Cette sanction ne touche ni l'activité de l'entreprise concernée par la procédure collective ni la société elle-même : elle vise le dirigeant, à qui elle interdit d'exercer des fonctions de direction à l'avenir ; le sort de l'entité, lui, dépend de la procédure collective en cours.

Contexte dans la procédure collective

Cet acte n'appartient pas à l'enchaînement des procédures de l'entreprise (sauvegarde, redressement, liquidation). C'est une sanction personnelle visant un dirigeant. Elle est proche de la faillite personnelle, mais plus ciblée : là où la faillite personnelle interdit toute direction d'entreprise, l'interdiction de gérer peut ne viser qu'une ou plusieurs catégories d'entreprises.

Comme pour toute sanction de ce type, il faut bien séparer deux choses. D'un côté, l'entreprise fait l'objet d'une procédure collective, qui n'est en elle-même pas une faute : un dirigeant peut traverser un redressement ou une liquidation sans qu'aucun reproche personnel ne lui soit fait. De l'autre, et seulement si des comportements fautifs prévus par la loi sont établis, le tribunal peut le sanctionner personnellement.

Cadre juridique

L'interdiction de gérer est prévue par l'article L653-8 du Code de commerce, au sein des dispositions sur la faillite personnelle (articles L653-1 et suivants). Le tribunal peut prononcer, à la place de la faillite personnelle, l'interdiction de diriger, gérer, administrer ou contrôler, directement ou indirectement, soit toute entreprise, soit une ou plusieurs d'entre elles. C'est cette modularité qui en fait une sanction plus mesurée.

L'article L653-8 vise aussi des cas propres : l'interdiction peut notamment être prononcée contre le dirigeant qui, de mauvaise foi, n'a pas remis au mandataire ou au liquidateur les informations qu'il devait lui communiquer, ou qui a omis de demander l'ouverture d'une procédure dans le délai légal. Là encore, la sanction suppose un fait fautif caractérisé, et non le seul constat de la procédure collective.

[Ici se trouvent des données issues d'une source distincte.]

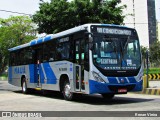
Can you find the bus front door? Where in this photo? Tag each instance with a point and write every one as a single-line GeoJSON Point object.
{"type": "Point", "coordinates": [79, 65]}
{"type": "Point", "coordinates": [37, 57]}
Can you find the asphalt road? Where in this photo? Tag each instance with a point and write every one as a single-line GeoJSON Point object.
{"type": "Point", "coordinates": [12, 99]}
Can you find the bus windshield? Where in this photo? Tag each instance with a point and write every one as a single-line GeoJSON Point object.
{"type": "Point", "coordinates": [116, 52]}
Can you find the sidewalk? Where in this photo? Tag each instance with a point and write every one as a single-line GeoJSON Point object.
{"type": "Point", "coordinates": [154, 88]}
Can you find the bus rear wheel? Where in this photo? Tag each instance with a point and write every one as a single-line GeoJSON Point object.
{"type": "Point", "coordinates": [107, 96]}
{"type": "Point", "coordinates": [68, 95]}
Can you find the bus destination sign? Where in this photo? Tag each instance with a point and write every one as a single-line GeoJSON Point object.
{"type": "Point", "coordinates": [114, 31]}
{"type": "Point", "coordinates": [111, 30]}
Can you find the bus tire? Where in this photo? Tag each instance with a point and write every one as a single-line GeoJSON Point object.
{"type": "Point", "coordinates": [24, 86]}
{"type": "Point", "coordinates": [68, 95]}
{"type": "Point", "coordinates": [107, 96]}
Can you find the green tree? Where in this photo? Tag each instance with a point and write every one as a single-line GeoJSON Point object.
{"type": "Point", "coordinates": [14, 31]}
{"type": "Point", "coordinates": [59, 15]}
{"type": "Point", "coordinates": [155, 52]}
{"type": "Point", "coordinates": [144, 55]}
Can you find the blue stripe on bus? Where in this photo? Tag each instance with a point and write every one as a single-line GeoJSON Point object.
{"type": "Point", "coordinates": [51, 78]}
{"type": "Point", "coordinates": [47, 38]}
{"type": "Point", "coordinates": [33, 42]}
{"type": "Point", "coordinates": [41, 74]}
{"type": "Point", "coordinates": [32, 73]}
{"type": "Point", "coordinates": [112, 80]}
{"type": "Point", "coordinates": [132, 79]}
{"type": "Point", "coordinates": [39, 41]}
{"type": "Point", "coordinates": [122, 78]}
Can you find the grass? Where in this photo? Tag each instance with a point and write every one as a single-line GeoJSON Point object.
{"type": "Point", "coordinates": [152, 71]}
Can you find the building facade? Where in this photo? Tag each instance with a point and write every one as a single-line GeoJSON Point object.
{"type": "Point", "coordinates": [141, 15]}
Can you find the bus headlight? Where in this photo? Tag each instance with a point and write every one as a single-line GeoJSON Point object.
{"type": "Point", "coordinates": [97, 77]}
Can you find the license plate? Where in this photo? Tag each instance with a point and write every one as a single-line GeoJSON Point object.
{"type": "Point", "coordinates": [122, 90]}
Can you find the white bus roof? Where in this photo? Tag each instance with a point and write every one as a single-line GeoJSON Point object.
{"type": "Point", "coordinates": [60, 34]}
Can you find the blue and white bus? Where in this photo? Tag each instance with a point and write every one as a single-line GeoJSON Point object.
{"type": "Point", "coordinates": [88, 59]}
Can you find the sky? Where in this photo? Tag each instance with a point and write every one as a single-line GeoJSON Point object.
{"type": "Point", "coordinates": [31, 6]}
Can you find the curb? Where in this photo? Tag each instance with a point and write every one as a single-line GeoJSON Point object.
{"type": "Point", "coordinates": [151, 91]}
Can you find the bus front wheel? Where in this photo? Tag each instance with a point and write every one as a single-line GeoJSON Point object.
{"type": "Point", "coordinates": [68, 95]}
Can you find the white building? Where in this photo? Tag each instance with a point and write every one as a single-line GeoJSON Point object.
{"type": "Point", "coordinates": [141, 15]}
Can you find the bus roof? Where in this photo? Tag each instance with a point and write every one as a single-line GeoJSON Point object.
{"type": "Point", "coordinates": [60, 34]}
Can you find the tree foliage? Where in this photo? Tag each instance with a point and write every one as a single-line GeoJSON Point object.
{"type": "Point", "coordinates": [59, 15]}
{"type": "Point", "coordinates": [155, 52]}
{"type": "Point", "coordinates": [14, 31]}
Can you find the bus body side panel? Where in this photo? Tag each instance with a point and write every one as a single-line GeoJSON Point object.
{"type": "Point", "coordinates": [16, 73]}
{"type": "Point", "coordinates": [112, 84]}
{"type": "Point", "coordinates": [51, 72]}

La durée de la mesure est fixée par le tribunal et ne peut excéder quinze ans (article L653-11), qui ouvre également la possibilité d'un relèvement (levée anticipée) sous conditions.

Acteurs, rôles et délais

  • Le tribunal (de commerce ou judiciaire) prononce la sanction lorsqu'il en est saisi, notamment par le mandataire judiciaire ou liquidateur, le ministère public ou, dans certains cas, des créanciers.
  • Le dirigeant visé est partie au procès et peut se défendre ; la mesure est individuelle et motivée.
  • Publicité légale - le jugement est porté par le greffe au registre du commerce et des sociétés (RCS) et publié au BODACC (le Bulletin officiel des annonces civiles et commerciales). La mention est aussi inscrite au casier judiciaire de l'intéressé.
  • Voies de recours : le dirigeant sanctionné peut faire appel dans les conditions de droit commun.

En pratique

  • Pour le dirigeant concerné : la mesure l'empêche de diriger les entreprises visées pendant la durée fixée. La violer constitue un délit pénal. Un relèvement peut être demandé, notamment s'il a contribué au paiement du passif (article L653-11).
  • Pour un partenaire ou un investisseur : l'interdiction de gérer vise une personne, pas l'entreprise en procédure. Elle ne renseigne pas, à elle seule, sur la santé d'une autre société.
  • Une idée reçue à corriger : une procédure collective ne déclenche pas « automatiquement » une interdiction de gérer. Cette sanction n'est prononcée que si des fautes précises, énumérées par la loi, sont établies contre le dirigeant.

Suites possibles

  • Le dirigeant peut obtenir un relèvement total ou partiel de l'interdiction (article L653-11).
  • À l'échéance fixée par le tribunal, l'interdiction prend fin de plein droit.
  • Une responsabilité financière distincte (pour insuffisance d'actif, article L651-2) peut, le cas échéant, être recherchée par ailleurs ; c'est une action séparée.

À ne pas confondre

  • Interdiction de gérer ≠ faillite personnelle : la faillite personnelle (article L653-2) interdit toute direction d'entreprise ; l'interdiction de gérer est plus ciblée et peut ne viser que certaines entreprises. Le tribunal choisit l'une ou l'autre selon la gravité des faits.
  • Interdiction de gérer ≠ procédure collective de l'entreprise : la première sanctionne la personne du dirigeant pour des fautes ; la seconde traite les difficultés de la société, sans reproche personnel automatique.